Il y a deux ans, un employé de Fisker Inc. confiait que la principale préoccupation au sein de la startup de véhicules électriques n’était pas de savoir si leur SUV Ocean serait construit, mais plutôt si l’entreprise serait prête à gérer tous les problèmes qui surviennent une fois qu’une voiture est mise sur le marché. Cette inquiétude s’est avérée prémonitoire, puisque Fisker vient de se déclarer en faillite, un an seulement après avoir commencé à livrer ses véhicules aux clients du monde entier.

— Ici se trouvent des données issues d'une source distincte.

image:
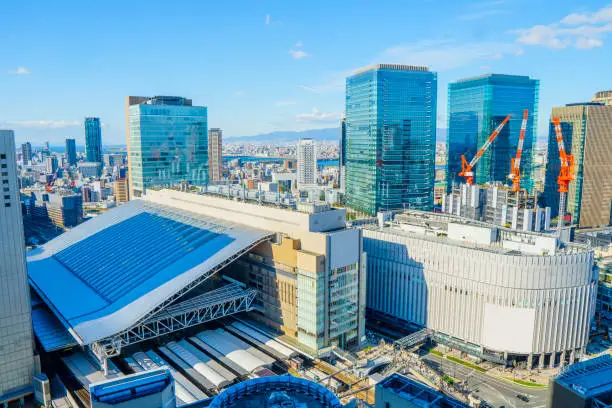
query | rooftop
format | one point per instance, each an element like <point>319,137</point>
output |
<point>589,378</point>
<point>395,67</point>
<point>111,272</point>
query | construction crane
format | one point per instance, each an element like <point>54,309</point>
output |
<point>467,168</point>
<point>515,166</point>
<point>566,173</point>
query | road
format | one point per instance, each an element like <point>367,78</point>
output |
<point>495,391</point>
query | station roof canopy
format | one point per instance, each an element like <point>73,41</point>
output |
<point>115,270</point>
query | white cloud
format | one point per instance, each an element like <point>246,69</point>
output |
<point>578,30</point>
<point>446,55</point>
<point>54,124</point>
<point>285,103</point>
<point>20,71</point>
<point>298,54</point>
<point>316,116</point>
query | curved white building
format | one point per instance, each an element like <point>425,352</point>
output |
<point>489,291</point>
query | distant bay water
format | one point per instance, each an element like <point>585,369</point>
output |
<point>321,163</point>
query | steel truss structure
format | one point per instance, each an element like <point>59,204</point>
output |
<point>218,303</point>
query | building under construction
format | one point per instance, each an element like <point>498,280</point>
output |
<point>499,205</point>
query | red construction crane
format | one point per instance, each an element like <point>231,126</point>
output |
<point>566,173</point>
<point>466,168</point>
<point>515,167</point>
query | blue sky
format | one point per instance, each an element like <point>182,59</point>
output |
<point>266,66</point>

Un démarrage fulgurant, des problèmes qui s’accumulent
Fisker avait pourtant pris un départ en trombe, en confiant la production de l’Ocean au réputé équipementier automobile Magna. L’objectif de lancement en novembre 2022 était ambitieux mais pas impossible pour un géant comme Magna, qui produit déjà des véhicules pour BMW et d’autres marques. Le problème, c’est que Fisker semble s’être concentré uniquement sur la construction de la voiture, en négligeant tout ce qui vient après.
De nombreux employés ont fait part de leurs inquiétudes :
- Le logiciel de l’Ocean était bâclé, causant des retards et des bugs dès les premières livraisons
- Fisker a livré beaucoup moins de SUV que prévu, peinant à atteindre ses objectifs de vente
- De nombreux clients ont rencontré des problèmes de qualité : perte de puissance soudaine, freins défectueux, bugs logiciels…
- L’entreprise manquait de pièces détachées et a dû en prélever sur les lignes de production
- Le service client était débordé, avec trop peu d’employés pour gérer l’afflux de demandes
Une gestion chaotique en interne
En parallèle de ces problèmes touchant directement les clients, Fisker semble avoir été mal gérée en interne. Des employés ont rapporté un suivi comptable approximatif ayant conduit à la perte de 16 millions de dollars de paiements clients. L’entreprise a aussi peiné à respecter ses obligations de reporting financier en tant que société cotée en bourse, ce qui a permis à l’un de ses plus gros créanciers de prendre le contrôle dans les derniers mois.
Fisker a fait d’incroyables progrès depuis sa création, en mettant l’Ocean sur le marché deux fois plus vite que prévu dans l’industrie automobile.
Un porte-parole de Fisker, au moment de l’annonce de la faillite
Malgré cette déclaration triomphaliste, force est de constater que cette précipitation s’est faite au détriment de la pérennité de l’entreprise. En se concentrant uniquement sur la production à marche forcée, Fisker a négligé des pans entiers de son activité, ce qui lui a été fatal.
Un avenir incertain
Désormais engagée dans une procédure de restructuration (Chapter 11), Fisker va tenter de trouver un repreneur pour éponger ses dettes estimées entre 100 et 500 millions de dollars. Son approche « asset-light » qu’elle comparait à celle d’Apple avec Foxconn se révèle risquée: il y a finalement peu d’actifs à vendre ou contre lesquels emprunter en cas de coup dur.
Magna a stoppé la production de l’Ocean et s’attend à une perte de revenus de 400 millions de dollars cette année. Le sort des futurs modèles de Fisker, la petite Pear et le pickup Alaska, est incertain. L’entreprise d’ingénierie qui les co-développait vient d’attaquer Fisker en justice.
Les leçons à retenir pour les startups automobiles
Le cas Fisker illustre les défis immenses auxquels sont confrontées les jeunes entreprises qui veulent percer dans l’automobile, en particulier dans le secteur prometteur mais très concurrentiel des véhicules électriques :
- Bien choisir ses partenaires : même avec un géant comme Magna, les risques de dérapages qualité existent
- Être prêt pour l’après-vente : logiciels, pièces, service client… tout doit être opérationnel dès le début
- Assurer une gestion rigoureuse : quand on joue dans la cour des grands, chaque million compte
- Rester réaliste sur les objectifs : livrer trop tôt un produit non finalisé peut coûter très cher
En fin de compte, l’échec de Fisker rappelle qu’il ne suffit pas d’avoir de grandes ambitions et de brûler les étapes pour réussir dans l’automobile. Produire et vendre des véhicules à grande échelle reste un défi industriel et commercial titanesque, qui demande de l’expérience, de la rigueur et sans doute une bonne dose d’humilité. Espérons que les prochaines startups sauront retenir ces leçons.